Ruling out other conditions
If a loved one starts to show signs of impaired mental functioning or dementia, it's important to seek medical help. Remember too, that while Alzheimer's is the leading cause of dementia in seniors, other conditions can result in similar symptoms.
For example, a variety of brain disorders can lead to impaired thinking. Depression can also cause symptoms of dementia in older people. Hypothyroidism, vitamin B12 deficiency, hydrocephalus, cerebral vasculitis, neurosyphilis, AIDS and stroke can also cause dementia, as can alcohol and some medications.
Because of this, a diagnosis of Alzheimer's is usually made by ruling out these other causes first, then following up with lab or psychiatric exams. At specialized centers, doctors can diagnose AD correctly up to 90 percent of the time, according to the ADEAR Center.
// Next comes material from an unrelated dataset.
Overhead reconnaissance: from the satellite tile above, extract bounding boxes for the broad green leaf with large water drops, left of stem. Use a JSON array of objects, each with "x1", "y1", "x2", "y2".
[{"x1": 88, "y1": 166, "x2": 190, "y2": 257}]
The there are several tools that can diagnose "probable" AD:
* A complete medical history including information about the person's general health, past medical problems, and any difficulties the person has carrying out daily activities.
* Medical tests such as tests of blood, urine or spinal fluid help the doctor find other possible diseases causing the symptoms.
* Neuropsychological tests measure memory, problem solving, attention, counting and language.
* Brain scans allow the doctor to look at a picture of the brain to see if anything does not look normal.
Information from the medical history and test results help the doctor rule out other possible causes of the person's symptoms.